We have a unique opportunity to study the evolution of a new biochemical pathway in a sexually reproducing population. Microbiogen Pty Ltd have have successfully evolved a Saccharomyces cerevisiae (Baker’s yeast) strain ("MBG11a") that, unlike wild strains, grows efficiently on xylose as a sole carbon source (Attfield & Bell 2006). Using PacBio long reads, we have sequenced and assembled MBG11a and the founding yeast strains from which the xylose metabolism evolved. We are using a combination of comparative genomics, deep Illumina resequencing of the evolving population, RNA-Seq transcriptomics, and competition assays to identify genes involved in the evolution of this new metabolic activity.

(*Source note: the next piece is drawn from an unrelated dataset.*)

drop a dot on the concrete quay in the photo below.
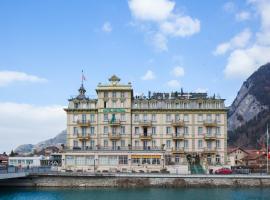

Comparing our draft MBG11a assembly to the S288C yeast reference genome reveals over 115,000 variants, including over 14,000 coding changes across 3360 genes, plus has several large insertions and deletions (approx. 63 kb missing and 164 kb extra, excluding Ty element changes). To identify loci with important consequences for xylose utilisation, MBG11a was mated with a strain that could not grow on xylose or galactose. Haploid offspring were competed on glucose, galactose and xylose minimal media to identify MBG11a alleles increasing frequency under selection. Two candidate loci with unique protein-coding variants were identified in regions under significant positive selection on xylose minimal media. One showed classic signs of gene duplication followed by neofunctionalisation, while the other was identified as a master regulator of transcription. RNA-Seq analysis of MBG11a growing on xylose versus glucose highlighted two further candidate genes, previously shown to substitute for key xylose metabolic proteins.
Future work will focus on confirming whether the identified proteins are necessary and/or sufficient for S. cerevisiae to grow efficiently on xylose. Through "molecular palaeontology" on the evolving population, we will also trace how mutations have interacted with existing genetic variation to evolve this novel phenotype.